Introduction

Anastomotic leakage (AL) is one of the most devastating complications following colorectal resection for left-sided colorectal cancer (CRC) [1]. It leads to increased morbidity, mortality, treatment costs, and prolonged hospitalization. The AL rate varies between 6 and 12% after rectal resection and between 2 and 4% after sigmoid resection [2]. Male sex, elderly age, obesity, severe comorbidities (higher American Society of Anesthesiology (ASA) score), prolonged surgery time, perioperative blood transfusions, low anastomosis, and neoadjuvant chemoradiotherapy are proposed risk factors for AL [3, 4]. AL may occur in patients without any risk factors as well, and therefore, it remains a challenging issue in CRC surgery.

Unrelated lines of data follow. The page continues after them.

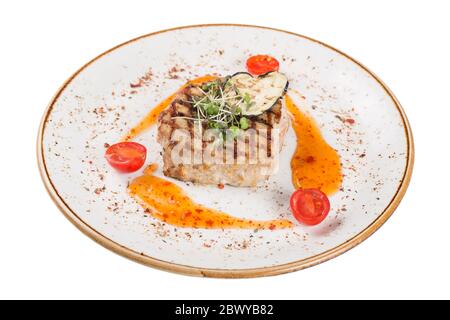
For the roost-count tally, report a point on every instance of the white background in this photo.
(43, 42)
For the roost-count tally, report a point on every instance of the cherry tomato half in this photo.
(262, 64)
(126, 156)
(310, 206)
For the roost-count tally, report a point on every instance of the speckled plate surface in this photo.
(98, 105)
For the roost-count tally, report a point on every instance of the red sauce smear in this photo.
(166, 201)
(315, 163)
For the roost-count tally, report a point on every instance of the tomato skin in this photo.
(261, 64)
(126, 157)
(310, 206)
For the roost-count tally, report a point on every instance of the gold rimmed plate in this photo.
(102, 101)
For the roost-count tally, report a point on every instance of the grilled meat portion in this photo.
(209, 156)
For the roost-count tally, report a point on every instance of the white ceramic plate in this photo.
(97, 105)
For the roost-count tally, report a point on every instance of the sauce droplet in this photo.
(166, 201)
(315, 164)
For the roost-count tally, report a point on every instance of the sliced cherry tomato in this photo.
(310, 206)
(262, 64)
(126, 156)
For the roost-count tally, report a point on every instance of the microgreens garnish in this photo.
(219, 107)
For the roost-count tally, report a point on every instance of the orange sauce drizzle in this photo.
(151, 118)
(315, 163)
(166, 201)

While AL has a negative impact on short-term surgical outcomes, the impact on long-term outcomes remains controversial. The study led by Karim et al. concluded that AL impairs overall survival (OS) and disease-free survival (DFS) [5]. In contrast, Crippa et al. reported similar outcomes in patients with or without AL in terms of OS, DFS, and local recurrence rates [6]. Therefore, the present study aimed to determine the impact of AL on the long-term outcomes in patients undergoing surgery for left-sided CRC and to identify the risk factors for AL after sigmoid and rectal resection.

Materials and methods

Ethics

Vilnius regional research ethics committee approval (no. 2019/3-116-608) was obtained before the study. The study was conducted according to the Declaration of Helsinki.

Patients

All patients who underwent left-sided colorectal resection with a primary anastomosis below 15 cm from anal verge between January 2014 and December 2018 at two major gastrointestinal cancer treatment centers in Lithuania—Vilnius University Hospital Santaros Klinikos and National Cancer Institute—were screened for eligibility. Patients who underwent emergency surgery or those with a benign pathology were excluded. Finally, all patients who underwent elective colorectal resection with primary anastomosis for left-sided CRC were included in the study (Fig. 1).

Fig. 1
figure 1

Flowchart of the patients selection process

Data collection

All participants’ characteristics were obtained from the prospectively collected and maintained databases. They included age, gender, body mass index (BMI), American Society of Anesthesiologists (ASA) score, comorbidities, Charlson comorbidity index (CCI), history of neoadjuvant treatment, tumor localization, surgical approach (open surgery and minimally invasive surgery, laparoscopic surgery, hand-assisted laparoscopic surgery, natural orifice specimen extraction surgery, and transanal total mesorectal excision surgery (taTME)), the level of the anastomosis, diverting ileostomy, simultaneous operation, high or low ligation of the inferior mesenteric artery (IMA), results of the intraoperative air-leak test, postoperative complications including AL, and the data of follow-up including progression of the disease. Tumor stage was coded according to the TNM system as described in the Union Internationale Contre le Cancer/American Joint Committee on Cancer 8th edition.

Study outcomes

The primary outcome of the study was overall survival (OS) in patients with or without AL. The secondary outcomes included disease-free survival (DFS), 30-day mortality, and the risk factors for AL.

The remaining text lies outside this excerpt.